Now the only other option would be to use the titles of the comic. What the task was now is to achieve the best string approximation and provide the user with the 10 best matches. Levenshtein distance out of all the options was the simplest to implement given the time. Thing is I couldn't get this to work with an implementation that I craeted from defnition of the method to determine the levenshtine ratio. While getting the distance was a simple formula. Finding the ratio of kept me stuck for a while. It worked just fine, but the results didn't seem to align with premade modules that are supposed to do the same thing. While my results for the ratio were somewhat right, they were off by around 0.2 to 0.3. Turns out, the way fuzzywuzzy calculates the ratio is by using a slightly modified version of this formula.

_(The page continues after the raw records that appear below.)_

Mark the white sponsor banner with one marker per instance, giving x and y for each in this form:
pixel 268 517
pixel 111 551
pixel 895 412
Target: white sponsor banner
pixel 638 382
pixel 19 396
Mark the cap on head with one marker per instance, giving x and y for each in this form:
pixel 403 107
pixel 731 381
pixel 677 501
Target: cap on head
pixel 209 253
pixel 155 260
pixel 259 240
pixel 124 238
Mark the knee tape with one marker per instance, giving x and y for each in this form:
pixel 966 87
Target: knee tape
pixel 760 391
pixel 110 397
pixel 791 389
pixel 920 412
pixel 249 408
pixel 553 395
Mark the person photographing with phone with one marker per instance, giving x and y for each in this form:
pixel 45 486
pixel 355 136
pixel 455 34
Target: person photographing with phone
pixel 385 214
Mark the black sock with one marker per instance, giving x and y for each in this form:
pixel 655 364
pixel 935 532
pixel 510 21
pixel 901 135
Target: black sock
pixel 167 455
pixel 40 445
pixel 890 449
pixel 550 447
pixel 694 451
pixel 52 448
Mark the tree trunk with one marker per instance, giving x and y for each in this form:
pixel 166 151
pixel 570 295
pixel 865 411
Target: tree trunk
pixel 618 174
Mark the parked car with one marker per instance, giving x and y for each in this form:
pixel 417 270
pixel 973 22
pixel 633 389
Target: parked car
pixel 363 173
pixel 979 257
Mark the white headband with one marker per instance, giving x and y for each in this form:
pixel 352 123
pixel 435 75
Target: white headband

By definition, if l is the Levenshtein distance, and m is the length of the longest of the two words, the ratio is given by 1-(l/m). However in the modified version, the sum of the lengths of the words were used for getting the value.

def Levi_ratio(a: str, b: str) -> int:
    d = levi_distance(a, b)
    l = len(a) + len(b)
    return 1 - (d/l)

This was womething that I found out hours before the final presentation. So I had to go ahead with using the prebuilt module, which im not so proud. The results were good but not fully upto my expectation.

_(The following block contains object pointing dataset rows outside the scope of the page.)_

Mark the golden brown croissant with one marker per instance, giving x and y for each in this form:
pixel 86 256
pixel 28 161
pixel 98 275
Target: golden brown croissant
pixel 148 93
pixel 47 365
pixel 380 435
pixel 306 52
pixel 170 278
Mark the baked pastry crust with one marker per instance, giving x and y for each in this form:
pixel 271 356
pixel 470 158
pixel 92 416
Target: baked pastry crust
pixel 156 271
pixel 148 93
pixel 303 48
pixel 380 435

Here is a small demo of all of these things together. I appologise for the shitty quality of the gif. I yanked them from the presentation, and google slides doesn't like you downloading concents from a slide :P.

Problems encountered

This project would have been a smooth sail if it werent for the big obstacle that I encountered where the data was simply insufficient. As a solution to this, I created a simple web scraper that works neatly along with the pre existing system that I made for the fuzzy finder. Instead of iteracting with the xkcd api, a neat google search querry along with some web scrappign gave some of the best output...I mean what else would I expect. Each xkcd url is in the following format.

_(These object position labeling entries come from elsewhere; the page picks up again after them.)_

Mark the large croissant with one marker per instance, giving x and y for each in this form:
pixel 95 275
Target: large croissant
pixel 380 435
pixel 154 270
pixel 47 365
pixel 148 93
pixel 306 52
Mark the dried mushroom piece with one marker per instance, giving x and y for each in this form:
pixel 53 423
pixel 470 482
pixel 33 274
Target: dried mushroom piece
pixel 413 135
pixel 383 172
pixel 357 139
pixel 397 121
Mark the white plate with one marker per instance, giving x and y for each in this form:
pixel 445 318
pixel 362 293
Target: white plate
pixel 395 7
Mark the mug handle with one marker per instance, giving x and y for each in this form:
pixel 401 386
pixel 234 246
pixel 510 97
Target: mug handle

https://xkcd.com/<some number>/

Here is the basic structure of a Comic class.

class Comic:
    self.num        # comic number
    self.url        # comci url (not the api endpoint)
    self.title      # comic title
    self.trans      # comic transcript (missing for over 1000+ comics)
    self.alt        # comic alt text
    self.img        # comic image url
    self.content    # comic content

The content is stripped out from the images using googles tessaract OCR engine, which has been made available to python.

How this app works is it dumps all the data locally in a csv for quick access in effort to use the api as less as possible. Ofcourse there a ton of comics that need to be retrived. In addition to the api call, running a sequential task of using an OCR to get the data from the comics is way too time consuming, especially when you are handling with anything over 1000s in number. Hence there was a need for a simple parallelisation operation

def get_session():
    if not hasattr(thread_local, "session"):
        thread_local.session = requests.Session()
    return thread_local.session

# Returns a list of data in the same order as the csv file
def get_comic_data(comic_num):
    comic_data = Comic(num=comic_num) # this neatly give me a Comic object that i can handle
    # ...
    print(f"Data for comic {comic_num} fetched sucessfully")
    comic_data_nlist.append(data)


# Threading function to get all comcis
def fetch_all_comics(nums_list):
    with concurrent.futures.ThreadPoolExecutor(max_workers=10) as executor:
        executor.map(get_comic_data, nums_list)

    print("++++++ APPENDING & UPDATING COMICS +++++++")

What was supposed to be a 2 hour job of sequentially handling all the tasks got reduced down to 5 minutes (5 minutes and 23 seconds to be exact :P). This function is automatically called when any operation is called for using the CLI tool. Hence making data available for latest queries as well as for the fuzzy finder.